Quantum Gravity - Testing Time for Theories

TL;DR

This paper argues that quantum gravity research is experimentally accessible using current and near-future technologies like neutron, atomic interferometry, and gravity wave detectors, challenging the belief that it is beyond terrestrial testing.

Contribution

It demonstrates that experiments such as neutron and atomic interferometry, along with gravity wave interferometers, can probe quantum gravity effects, making the field experimentally testable.

Findings

Neutron and atomic interferometry experiments can test quantum gravity.

Gravity wave interferometers can probe space-time fuzziness at Planck scale.

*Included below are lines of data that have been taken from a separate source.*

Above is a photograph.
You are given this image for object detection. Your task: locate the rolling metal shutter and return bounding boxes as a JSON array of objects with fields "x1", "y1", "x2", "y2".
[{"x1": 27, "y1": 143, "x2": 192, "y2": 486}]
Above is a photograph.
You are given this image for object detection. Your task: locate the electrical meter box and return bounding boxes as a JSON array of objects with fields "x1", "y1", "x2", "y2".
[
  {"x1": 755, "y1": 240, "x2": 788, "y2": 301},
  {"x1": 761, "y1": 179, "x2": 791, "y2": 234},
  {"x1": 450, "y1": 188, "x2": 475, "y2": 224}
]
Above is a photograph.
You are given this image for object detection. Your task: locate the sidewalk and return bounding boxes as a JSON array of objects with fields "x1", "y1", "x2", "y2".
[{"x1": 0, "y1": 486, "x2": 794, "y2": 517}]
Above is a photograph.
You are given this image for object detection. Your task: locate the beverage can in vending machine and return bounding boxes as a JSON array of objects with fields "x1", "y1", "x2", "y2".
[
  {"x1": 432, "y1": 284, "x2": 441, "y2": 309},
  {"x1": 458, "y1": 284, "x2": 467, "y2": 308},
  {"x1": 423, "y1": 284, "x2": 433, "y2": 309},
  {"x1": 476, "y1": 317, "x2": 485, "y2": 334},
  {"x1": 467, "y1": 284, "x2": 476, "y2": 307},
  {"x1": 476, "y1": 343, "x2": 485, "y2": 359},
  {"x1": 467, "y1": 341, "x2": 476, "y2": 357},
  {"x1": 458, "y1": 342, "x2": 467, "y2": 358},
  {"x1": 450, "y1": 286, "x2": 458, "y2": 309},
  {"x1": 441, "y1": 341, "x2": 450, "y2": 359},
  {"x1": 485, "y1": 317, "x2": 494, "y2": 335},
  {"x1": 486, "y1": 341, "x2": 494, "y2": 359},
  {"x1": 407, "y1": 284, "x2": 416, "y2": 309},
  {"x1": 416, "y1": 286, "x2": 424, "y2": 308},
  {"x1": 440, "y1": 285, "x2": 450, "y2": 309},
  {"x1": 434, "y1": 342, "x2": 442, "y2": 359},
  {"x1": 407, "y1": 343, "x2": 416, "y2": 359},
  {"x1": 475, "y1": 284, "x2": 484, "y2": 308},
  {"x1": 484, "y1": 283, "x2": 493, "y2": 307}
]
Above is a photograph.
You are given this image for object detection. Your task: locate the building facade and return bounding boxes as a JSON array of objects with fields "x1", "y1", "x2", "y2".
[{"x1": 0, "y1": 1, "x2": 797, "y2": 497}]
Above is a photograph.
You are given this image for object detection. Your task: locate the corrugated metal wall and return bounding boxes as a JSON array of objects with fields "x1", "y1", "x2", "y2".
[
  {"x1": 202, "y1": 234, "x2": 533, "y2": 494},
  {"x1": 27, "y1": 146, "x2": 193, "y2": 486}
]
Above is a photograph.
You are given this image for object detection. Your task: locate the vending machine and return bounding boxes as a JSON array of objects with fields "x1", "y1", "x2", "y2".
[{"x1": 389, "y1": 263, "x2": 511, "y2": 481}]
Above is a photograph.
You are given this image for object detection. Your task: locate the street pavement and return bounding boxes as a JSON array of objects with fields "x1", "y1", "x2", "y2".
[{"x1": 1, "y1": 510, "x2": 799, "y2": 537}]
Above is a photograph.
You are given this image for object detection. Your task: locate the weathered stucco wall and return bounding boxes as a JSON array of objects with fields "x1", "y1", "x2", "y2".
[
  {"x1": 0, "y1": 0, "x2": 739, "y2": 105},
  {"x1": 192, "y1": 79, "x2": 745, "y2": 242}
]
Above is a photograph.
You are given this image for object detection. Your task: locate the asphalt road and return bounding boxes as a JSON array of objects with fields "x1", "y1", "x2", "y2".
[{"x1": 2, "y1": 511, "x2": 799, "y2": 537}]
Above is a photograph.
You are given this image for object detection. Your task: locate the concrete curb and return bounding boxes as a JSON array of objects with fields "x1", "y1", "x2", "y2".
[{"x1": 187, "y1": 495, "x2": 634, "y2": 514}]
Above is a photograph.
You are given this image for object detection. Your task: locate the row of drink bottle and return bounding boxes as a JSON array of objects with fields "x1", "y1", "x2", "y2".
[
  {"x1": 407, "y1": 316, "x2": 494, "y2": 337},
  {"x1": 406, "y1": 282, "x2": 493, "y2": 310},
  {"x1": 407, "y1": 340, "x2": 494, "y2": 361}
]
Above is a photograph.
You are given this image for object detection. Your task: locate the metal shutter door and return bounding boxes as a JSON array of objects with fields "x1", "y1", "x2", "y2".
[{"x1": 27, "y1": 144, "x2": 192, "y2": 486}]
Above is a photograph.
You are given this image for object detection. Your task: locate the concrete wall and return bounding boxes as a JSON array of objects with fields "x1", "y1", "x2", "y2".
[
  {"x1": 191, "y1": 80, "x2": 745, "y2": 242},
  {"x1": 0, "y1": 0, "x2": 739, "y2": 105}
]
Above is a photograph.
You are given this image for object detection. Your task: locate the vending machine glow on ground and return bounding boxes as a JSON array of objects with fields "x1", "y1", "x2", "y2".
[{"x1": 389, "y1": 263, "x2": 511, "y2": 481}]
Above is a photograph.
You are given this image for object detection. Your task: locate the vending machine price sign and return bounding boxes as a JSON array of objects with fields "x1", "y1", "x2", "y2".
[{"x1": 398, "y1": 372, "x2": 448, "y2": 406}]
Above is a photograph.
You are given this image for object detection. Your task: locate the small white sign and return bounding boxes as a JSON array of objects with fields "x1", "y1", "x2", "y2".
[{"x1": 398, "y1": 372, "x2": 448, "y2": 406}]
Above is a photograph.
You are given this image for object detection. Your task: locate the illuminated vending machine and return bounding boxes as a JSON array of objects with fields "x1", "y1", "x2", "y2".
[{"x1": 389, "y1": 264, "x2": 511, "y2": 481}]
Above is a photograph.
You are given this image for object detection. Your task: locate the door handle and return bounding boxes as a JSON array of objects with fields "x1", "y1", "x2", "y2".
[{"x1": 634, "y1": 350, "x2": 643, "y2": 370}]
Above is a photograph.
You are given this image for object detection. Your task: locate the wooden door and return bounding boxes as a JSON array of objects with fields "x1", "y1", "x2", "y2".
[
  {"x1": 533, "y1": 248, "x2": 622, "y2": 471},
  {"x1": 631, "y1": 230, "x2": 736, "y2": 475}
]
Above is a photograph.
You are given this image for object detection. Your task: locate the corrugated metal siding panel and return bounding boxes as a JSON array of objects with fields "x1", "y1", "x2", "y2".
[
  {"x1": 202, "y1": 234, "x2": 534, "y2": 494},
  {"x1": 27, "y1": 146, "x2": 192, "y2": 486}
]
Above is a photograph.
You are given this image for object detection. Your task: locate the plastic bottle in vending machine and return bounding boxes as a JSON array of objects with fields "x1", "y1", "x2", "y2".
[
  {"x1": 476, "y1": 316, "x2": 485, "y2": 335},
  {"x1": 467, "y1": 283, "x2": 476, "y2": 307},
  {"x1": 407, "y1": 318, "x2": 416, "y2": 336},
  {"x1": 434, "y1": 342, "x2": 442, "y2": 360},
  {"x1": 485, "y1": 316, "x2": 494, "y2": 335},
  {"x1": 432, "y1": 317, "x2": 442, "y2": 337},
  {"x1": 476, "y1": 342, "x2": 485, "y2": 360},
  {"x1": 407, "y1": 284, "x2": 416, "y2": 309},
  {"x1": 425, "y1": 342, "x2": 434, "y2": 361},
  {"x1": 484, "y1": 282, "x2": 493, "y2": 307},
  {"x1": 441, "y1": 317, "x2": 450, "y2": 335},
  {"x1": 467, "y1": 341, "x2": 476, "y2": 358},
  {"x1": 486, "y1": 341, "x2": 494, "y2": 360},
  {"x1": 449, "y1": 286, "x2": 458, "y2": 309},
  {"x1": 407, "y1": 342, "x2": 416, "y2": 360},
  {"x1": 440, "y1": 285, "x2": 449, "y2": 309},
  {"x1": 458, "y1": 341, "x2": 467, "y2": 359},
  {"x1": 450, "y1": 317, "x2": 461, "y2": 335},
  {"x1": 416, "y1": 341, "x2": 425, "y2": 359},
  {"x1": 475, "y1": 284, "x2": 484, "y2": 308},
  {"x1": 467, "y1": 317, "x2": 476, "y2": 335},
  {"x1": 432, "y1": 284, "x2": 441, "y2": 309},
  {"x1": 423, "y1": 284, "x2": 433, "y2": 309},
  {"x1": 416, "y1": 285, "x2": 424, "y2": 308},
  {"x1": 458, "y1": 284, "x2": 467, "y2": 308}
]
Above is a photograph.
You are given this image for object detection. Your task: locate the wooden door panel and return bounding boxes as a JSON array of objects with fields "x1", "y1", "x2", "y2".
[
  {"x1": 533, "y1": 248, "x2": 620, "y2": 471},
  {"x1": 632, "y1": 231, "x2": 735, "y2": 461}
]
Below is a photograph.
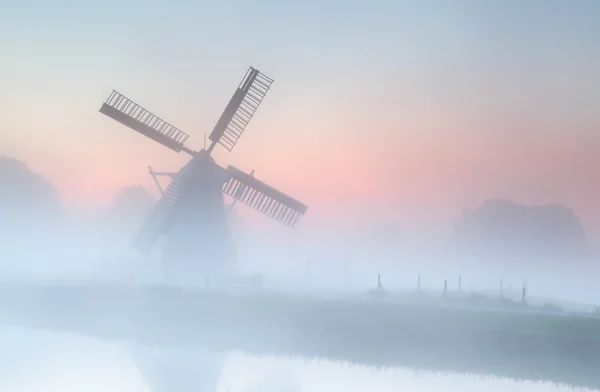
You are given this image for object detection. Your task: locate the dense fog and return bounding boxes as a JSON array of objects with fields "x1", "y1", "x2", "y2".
[
  {"x1": 0, "y1": 154, "x2": 598, "y2": 392},
  {"x1": 1, "y1": 156, "x2": 598, "y2": 308},
  {"x1": 2, "y1": 0, "x2": 600, "y2": 389}
]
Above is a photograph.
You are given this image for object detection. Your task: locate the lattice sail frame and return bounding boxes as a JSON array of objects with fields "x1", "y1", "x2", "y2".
[
  {"x1": 222, "y1": 165, "x2": 308, "y2": 228},
  {"x1": 131, "y1": 176, "x2": 184, "y2": 252},
  {"x1": 100, "y1": 91, "x2": 190, "y2": 152},
  {"x1": 209, "y1": 67, "x2": 274, "y2": 152}
]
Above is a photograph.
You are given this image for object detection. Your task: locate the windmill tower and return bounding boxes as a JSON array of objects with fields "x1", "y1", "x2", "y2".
[{"x1": 99, "y1": 67, "x2": 308, "y2": 283}]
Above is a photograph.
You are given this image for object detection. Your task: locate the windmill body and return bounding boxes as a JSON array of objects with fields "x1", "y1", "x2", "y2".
[
  {"x1": 159, "y1": 151, "x2": 236, "y2": 282},
  {"x1": 99, "y1": 67, "x2": 308, "y2": 284}
]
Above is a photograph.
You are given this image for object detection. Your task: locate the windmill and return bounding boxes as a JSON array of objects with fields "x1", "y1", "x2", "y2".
[{"x1": 99, "y1": 67, "x2": 308, "y2": 282}]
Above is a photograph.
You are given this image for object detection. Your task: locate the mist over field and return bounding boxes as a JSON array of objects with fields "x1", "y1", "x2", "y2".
[{"x1": 1, "y1": 155, "x2": 598, "y2": 310}]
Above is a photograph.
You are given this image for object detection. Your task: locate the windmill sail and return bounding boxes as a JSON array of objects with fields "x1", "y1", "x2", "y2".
[
  {"x1": 222, "y1": 165, "x2": 308, "y2": 228},
  {"x1": 208, "y1": 68, "x2": 274, "y2": 152},
  {"x1": 132, "y1": 178, "x2": 182, "y2": 253},
  {"x1": 100, "y1": 90, "x2": 190, "y2": 153}
]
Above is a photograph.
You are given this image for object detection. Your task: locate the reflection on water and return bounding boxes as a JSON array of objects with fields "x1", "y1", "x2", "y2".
[{"x1": 0, "y1": 326, "x2": 595, "y2": 392}]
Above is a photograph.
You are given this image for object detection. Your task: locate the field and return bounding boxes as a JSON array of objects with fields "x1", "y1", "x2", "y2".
[{"x1": 0, "y1": 282, "x2": 599, "y2": 389}]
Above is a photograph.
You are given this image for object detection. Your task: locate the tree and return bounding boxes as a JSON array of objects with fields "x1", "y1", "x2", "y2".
[
  {"x1": 454, "y1": 199, "x2": 589, "y2": 260},
  {"x1": 0, "y1": 157, "x2": 62, "y2": 230},
  {"x1": 0, "y1": 157, "x2": 64, "y2": 266},
  {"x1": 79, "y1": 185, "x2": 157, "y2": 260},
  {"x1": 97, "y1": 185, "x2": 155, "y2": 241},
  {"x1": 107, "y1": 185, "x2": 155, "y2": 223}
]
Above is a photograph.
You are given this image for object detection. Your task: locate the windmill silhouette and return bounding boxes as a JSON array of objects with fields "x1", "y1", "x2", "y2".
[{"x1": 99, "y1": 67, "x2": 308, "y2": 282}]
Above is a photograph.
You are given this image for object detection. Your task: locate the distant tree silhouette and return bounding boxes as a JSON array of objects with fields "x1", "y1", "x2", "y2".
[
  {"x1": 454, "y1": 199, "x2": 588, "y2": 260},
  {"x1": 0, "y1": 157, "x2": 64, "y2": 264},
  {"x1": 100, "y1": 185, "x2": 155, "y2": 235},
  {"x1": 87, "y1": 185, "x2": 156, "y2": 251},
  {"x1": 108, "y1": 186, "x2": 155, "y2": 220},
  {"x1": 0, "y1": 157, "x2": 62, "y2": 228}
]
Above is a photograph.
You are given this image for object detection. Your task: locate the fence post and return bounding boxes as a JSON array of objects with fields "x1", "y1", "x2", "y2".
[{"x1": 377, "y1": 274, "x2": 385, "y2": 292}]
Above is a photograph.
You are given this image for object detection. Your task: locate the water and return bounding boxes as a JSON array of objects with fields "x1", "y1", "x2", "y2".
[{"x1": 0, "y1": 326, "x2": 594, "y2": 392}]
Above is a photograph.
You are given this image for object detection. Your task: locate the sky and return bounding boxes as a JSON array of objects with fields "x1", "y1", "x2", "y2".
[{"x1": 0, "y1": 0, "x2": 599, "y2": 235}]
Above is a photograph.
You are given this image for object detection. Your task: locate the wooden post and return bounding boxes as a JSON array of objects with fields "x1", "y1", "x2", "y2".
[
  {"x1": 458, "y1": 276, "x2": 462, "y2": 292},
  {"x1": 417, "y1": 275, "x2": 421, "y2": 292},
  {"x1": 522, "y1": 281, "x2": 527, "y2": 303},
  {"x1": 500, "y1": 278, "x2": 504, "y2": 298},
  {"x1": 377, "y1": 274, "x2": 385, "y2": 291}
]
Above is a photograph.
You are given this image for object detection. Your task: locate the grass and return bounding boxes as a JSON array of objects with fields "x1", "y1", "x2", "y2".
[{"x1": 133, "y1": 285, "x2": 600, "y2": 337}]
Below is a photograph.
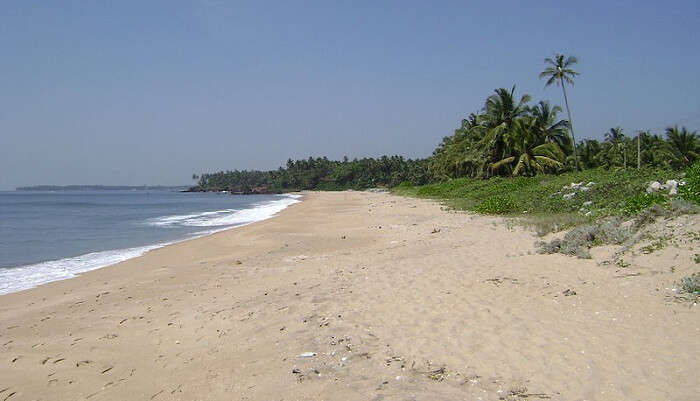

Quantum gravity effects may be detectable with current experimental setups.

Abstract

The extreme smallness of both the Planck length, on the one side, and the ratio of the gravitational to the electrical forces between, say, two electrons, on the other side has led to a widespread belief that the realm of quantum gravity is beyond terrestrial experiments. A series of classical and quantum arguments are put forward to dispel this view. It is concluded that whereas the smallness of the Planck length and the ratio of gravitational to electrical forces, does play its own essential role in nature, it does not make quantum gravity a science where humans cannot venture to probe her secrets. In particular attention is drawn to the latest neutron and atomic interferometry experiments, and to gravity wave interferometers. The latter, as Giovanni Amelino-Camelia argues [Nature 398, 216 (1999)], can be treated as probes of space-time fuzziness down to Planck length for certain quantum-gravity models.